Mol Hum Reprod 2022 Oct 28;28(11):gaac036.PMID:36264122DOI:10.1093/molehr/gaac036.

It is widely accepted that Cytochalasin B (CB) is required in enucleation of the oocyte in order to stabilize the cytoplasm. However, CB treatment results in the uneven distribution of mitochondria, with aggregation towards the nucleus, which might compromise the efficiency and safety of a three-parent embryo. Here, we demonstrated that CB treatment affected mitochondrial dynamics, spindle morphology and mitochondrial DNA carryover in a concentration-dependent manner. Our results showed that mouse oocytes treated with over 1 μg/ml CB exhibited a more aggregated pattern of mitochondria and diminished filamentous actin expression. Abnormal fission of mitochondria together with changes in spindle morphology increased as CB concentration escalated. Based on the results of mouse experiments, we further revealed the practical value of these findings in human oocytes. Chip-based digital PCR and pyrosequencing revealed that the mitochondrial carryover in reconstituted human embryos was significantly reduced by modifying the concentration of CB from the standard 5 μg/ml to 1 μg/ml before spindle transfer and pronuclear transfer. In conclusion, our findings provide an optimal manipulation for improving the efficiency and safety of mitochondrial replacement therapy.
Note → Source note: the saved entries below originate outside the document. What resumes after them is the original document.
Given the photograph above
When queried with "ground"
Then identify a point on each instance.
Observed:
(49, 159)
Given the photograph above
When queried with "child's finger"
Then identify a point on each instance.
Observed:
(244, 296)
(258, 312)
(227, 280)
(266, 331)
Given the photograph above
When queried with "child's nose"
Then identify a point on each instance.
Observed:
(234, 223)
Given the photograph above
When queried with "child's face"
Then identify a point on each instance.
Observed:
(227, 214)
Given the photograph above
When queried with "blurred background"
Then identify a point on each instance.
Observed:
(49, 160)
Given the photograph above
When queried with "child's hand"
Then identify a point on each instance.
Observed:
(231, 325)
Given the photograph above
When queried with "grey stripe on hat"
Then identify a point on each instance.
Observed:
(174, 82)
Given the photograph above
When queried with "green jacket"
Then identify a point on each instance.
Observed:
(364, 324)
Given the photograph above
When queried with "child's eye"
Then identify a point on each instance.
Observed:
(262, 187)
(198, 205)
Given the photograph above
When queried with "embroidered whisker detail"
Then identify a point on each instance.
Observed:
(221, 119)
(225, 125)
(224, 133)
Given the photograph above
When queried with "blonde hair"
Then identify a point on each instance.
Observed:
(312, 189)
The real deal: using Cytochalasin B in sonodynamic therapy to preferentially damage leukemia cells

Anticancer Res 2014 May;34(5):2195-202.PMID:24778021doi

Background/aim: Sonodynamic therapy (SDT) is a form of ultrasound therapy in which chemotherapeutic agents known as sonosensitizers are administered to increase the efficacy of ultrasound's preferential damage to neoplastic cells. Perhaps one of the most intriguing capabilities of ultrasound is its ability to preferentially lyse cells based on size. Cytochalasin B is a cytokinesis inhibitor that preferentially enlarges and multinucleates malignant cells, making them much more sensitive to ultrasonic irradiation. Materials and methods: The present study investigated the extent of preferential damage inflicted by Cytochalasin B on U937 leukemia/human blood cell populations. Cell mixtures were treated with Cytochalasin B and then sonicated under a relatively low intensity (3W/cm(2)). Results: Cytochalasin B preferentially damages U937 cells both before and after sonication. This agent also reduces rapid proliferation as the clonogenicity of U937 cells was considerably reduced following treatment. Conclusion: Cytochalasin B may have profound therapeutic applications when combined with SDT.